Learning to Look
Story by Jennifer Raab
Related: I Looked and Learned
The sound of Andean music with its panpipes and notched flutes drifted from tents on the front lawn. Colored banners swayed in a hot summer breeze. And inside Reynolda House Museum of American Art, Frederic Church’s “The Andes of Ecuador” awaited 1,225 first-year students.
In the past, Wake Forest assigned its new students books, movies or essays for its summer “reading” project. This was a first: a painting as the assignment. During the summer, new students were asked to watch a number of videos and read short passages about the painting. The summer academic project concluded with the visit to the museum with their faculty and upperclass student advisers. Reynolda House, an affiliate of Wake Forest, partnered with the University on the project.
“In a way the summer academic project is a warm-up or trial run for what happens in the more intense environment of the Wake Forest classroom,” said Perry Patterson, associate dean for academic advising. “We are focused on looking at the work of art through many different academic perspectives.”
A Scholar’s View
For many years new students at Wake Forest have participated in a collective academic experience during orientation by reading a book, viewing an important film or attending a lecture, then discussing their responses with their academic advising groups. But this year brought something different.
To begin the story of the 2010 academic project, “Encounters@Wake,” we have to go back a couple of centuries, to 1853, when the young American landscape painter Frederic Edwin Church set off for South America.

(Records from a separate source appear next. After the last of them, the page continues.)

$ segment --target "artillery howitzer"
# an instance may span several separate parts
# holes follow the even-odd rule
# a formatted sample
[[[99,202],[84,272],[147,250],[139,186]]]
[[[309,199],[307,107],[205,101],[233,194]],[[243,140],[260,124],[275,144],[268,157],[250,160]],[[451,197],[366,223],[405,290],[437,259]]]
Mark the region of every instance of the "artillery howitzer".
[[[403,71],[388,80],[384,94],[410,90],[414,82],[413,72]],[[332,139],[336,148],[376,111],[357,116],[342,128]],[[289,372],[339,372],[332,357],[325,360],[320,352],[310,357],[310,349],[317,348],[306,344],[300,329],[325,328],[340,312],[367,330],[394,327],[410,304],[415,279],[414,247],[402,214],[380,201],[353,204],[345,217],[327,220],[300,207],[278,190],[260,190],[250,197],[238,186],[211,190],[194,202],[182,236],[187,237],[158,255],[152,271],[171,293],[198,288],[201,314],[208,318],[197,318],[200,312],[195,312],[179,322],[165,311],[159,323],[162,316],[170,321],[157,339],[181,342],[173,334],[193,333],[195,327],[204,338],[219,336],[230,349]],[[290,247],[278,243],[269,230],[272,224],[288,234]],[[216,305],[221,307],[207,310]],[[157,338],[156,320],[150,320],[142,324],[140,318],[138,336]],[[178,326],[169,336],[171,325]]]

Profoundly influenced by the journeys of Alexander von Humboldt and Charles Darwin, Church trekked through the jungles and mountains of Colombia and Ecuador for more than six months, making sketches as his scientific predecessors would have collected specimens. Upon his return, the artist undertook his largest and most ambitious canvas: “The Andes of Ecuador” (1855).
Frederic Church designed his works to have both scientific and religious connotations. In “The Andes of Ecuador,” all the precise botanical and geological details are bathed in celestial light. The painting’s success encouraged Church to adopt a new theatrical exhibition strategy: displaying his major canvases alone, swathed in velvet curtains, and charging an admission fee. Visitors brought opera glasses to immerse themselves in Church’s detailed landscapes — the 19th-century equivalent of watching a 3-D movie. Church’s paintings traveled around the country and even across the Atlantic. Tens of thousands of people went to see them.
“The Andes of Ecuador” now hangs at Reynolda House Museum of American Art, a University-affiliated museum with a worldclass art collection displayed in the historic 1917 home of R.J. and Katharine Reynolds.
To prepare Wake Forest students for the viewing of Church’s painting, the University dedicated a section of the new-student website to the academic project. Throughout the summer, students had access to highresolution images of the painting, excerpts from books written by the most influential scientific and literary figures of the 19th century, and videos created by professors from across the University highlighting the interdisciplinary nature of the painting. Videos spanned a range of topics, from Andean ecology and the perception of color to visual literacy and the economics of art. President Nathan Hatch headlined this impressive group of scholars by discussing the connection between the painting and his own area of research — 19th-century theology — and by emphasizing the importance of interdisciplinary inquiry to a Wake Forest education.
This was a pioneering project. To our knowledge, the use of a painting for orientation has been done only once before. Last fall, the University of Pennsylvania introduced its first-year students to another famed 19th-century painting, Thomas Eakins’ “The Gross Clinic” (1875), from the Philadelphia Museum of Art. This collaboration between University and museum provided a model for Wake Forest and Reynolda House.
Why ask students to look at a work of art? Because developing the ability to become critical viewers and thinkers is an essential part of a liberal arts education. The most basic skills needed to look at and interpret a 19th-century painting are, in fact, very similar to those needed to visually analyze the images we encounter every day, whether on computers, television screens or billboards.
The cultural and historical contexts might be different, but the questions are often the same. Encounters@Wake enabled students to see how a single work of art can engage issues of science and exploration, religion and spectacle, politics and perception. By looking carefully and closely, details can become the source of revelation.